One of the professions I used to consider as a child, before I had any real concept of the way the world works, was a scientist. I wasn’t sure what scientists did, beyond a broad idea of learning about the world though close observation. I was too young to see that it would likely conflict with the Fundamentalism in which I was being raised, and I suspect the same is true of many who become scientists and never stop to question the religion in which they were reared. Although religion, as a profession, won out in my case, I was, I recognize now, motivated by a deep and undying desire to know the truth. I still am, although you couldn’t tell that from my career path. In fact, rationally, it is the most important thing to me. What is truth?

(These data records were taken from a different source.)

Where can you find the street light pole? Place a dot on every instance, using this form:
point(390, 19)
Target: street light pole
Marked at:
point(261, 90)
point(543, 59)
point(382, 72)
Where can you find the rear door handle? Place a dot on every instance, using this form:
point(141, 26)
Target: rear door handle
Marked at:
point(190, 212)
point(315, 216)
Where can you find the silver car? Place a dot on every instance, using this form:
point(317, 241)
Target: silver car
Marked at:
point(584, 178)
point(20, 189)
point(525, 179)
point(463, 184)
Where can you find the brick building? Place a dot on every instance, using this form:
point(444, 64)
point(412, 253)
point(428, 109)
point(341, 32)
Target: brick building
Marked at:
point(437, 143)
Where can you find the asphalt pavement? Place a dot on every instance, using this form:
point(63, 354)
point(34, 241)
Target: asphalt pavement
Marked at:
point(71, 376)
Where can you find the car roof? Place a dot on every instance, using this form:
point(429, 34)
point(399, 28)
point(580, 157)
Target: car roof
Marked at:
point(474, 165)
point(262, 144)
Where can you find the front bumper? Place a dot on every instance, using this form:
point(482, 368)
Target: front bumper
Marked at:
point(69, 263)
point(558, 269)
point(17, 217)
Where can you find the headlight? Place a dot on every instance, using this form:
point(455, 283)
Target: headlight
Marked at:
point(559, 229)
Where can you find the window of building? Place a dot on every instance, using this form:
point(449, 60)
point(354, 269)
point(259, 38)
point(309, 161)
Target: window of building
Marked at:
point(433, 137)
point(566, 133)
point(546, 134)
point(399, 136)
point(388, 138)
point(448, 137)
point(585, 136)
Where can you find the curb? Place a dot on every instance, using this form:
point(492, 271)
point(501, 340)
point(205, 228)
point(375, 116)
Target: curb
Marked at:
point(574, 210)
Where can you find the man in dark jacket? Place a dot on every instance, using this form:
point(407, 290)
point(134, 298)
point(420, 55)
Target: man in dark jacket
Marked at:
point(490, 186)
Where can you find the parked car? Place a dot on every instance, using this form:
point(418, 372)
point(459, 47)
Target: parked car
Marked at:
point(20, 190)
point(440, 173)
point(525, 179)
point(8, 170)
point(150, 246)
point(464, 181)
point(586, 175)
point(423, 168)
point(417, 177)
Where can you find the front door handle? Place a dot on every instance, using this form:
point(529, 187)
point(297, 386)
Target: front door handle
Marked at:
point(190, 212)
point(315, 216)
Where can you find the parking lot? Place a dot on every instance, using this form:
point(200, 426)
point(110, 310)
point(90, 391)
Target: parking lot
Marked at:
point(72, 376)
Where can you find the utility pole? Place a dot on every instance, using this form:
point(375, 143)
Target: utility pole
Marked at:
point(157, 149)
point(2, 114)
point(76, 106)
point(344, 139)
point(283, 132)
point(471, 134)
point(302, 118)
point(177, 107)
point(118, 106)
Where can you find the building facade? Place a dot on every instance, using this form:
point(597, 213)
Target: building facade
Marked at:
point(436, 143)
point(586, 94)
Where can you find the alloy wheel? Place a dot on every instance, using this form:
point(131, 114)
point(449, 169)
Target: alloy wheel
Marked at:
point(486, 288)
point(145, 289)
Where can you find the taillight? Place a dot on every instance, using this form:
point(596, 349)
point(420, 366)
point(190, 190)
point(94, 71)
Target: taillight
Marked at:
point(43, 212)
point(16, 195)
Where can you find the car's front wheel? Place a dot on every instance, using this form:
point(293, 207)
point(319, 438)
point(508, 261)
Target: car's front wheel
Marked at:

Science has become extremely complex. The average citizen can’t afford the kinds of equipment needed to unravel the fabric of reality. A cyclotron wouldn’t fit in my backyard, and, besides, I rent. When I sat outside this morning looking for the Perseid meteor shower, I didn’t see a thing due to the ambient light. Even looking through a telescope, I know I don’t have the calculus to explain the things I see. Given all this, the average person requires a scientist to explain. But scientists are only human. We know that we haven’t evolved to discover the truth. Evolution favors survival, not philosophy. We also know that we don’t perceive everything. Some animals have senses that we humans lack. Still, we suppose through our use of our five—obviously the best—we can come up with an explanation of everything. The truth will be ours! Or will it? Even thinkers of such stature as Richard Dawkins and Stephen Hawking make mistakes. They’re only human. When we idolize them, we make them gods.
Back in seminary I learned about the three-legged stool. The basis of authority, in the church, rests on three legs (four if you were Methodist): Scripture, Reason, and Tradition. Methodists added Experience. There were checks and balances here. Well, Scripture seems to have fallen out of the running with the Enlightenment, and nones don’t much value Tradition. Experience is subjective, so we’re left with Reason alone. And yet, reason leads to paradoxes such as if the universe is infinite, how can it be expanding? In classical theological terms: can God make a rock so heavy he can’t lift it? Add to that the fact that some neuroscientists are now suggesting that emotion may be the seat of thinking rather than reason and you might begin to wish you had some tradition to guide you. In my experience, I’ve seen, I suppose, my fair share of shooting stars. I sat outside in the predawn hours this morning and saw nothing. Perhaps I should have had a three-legged stool upon which to sit.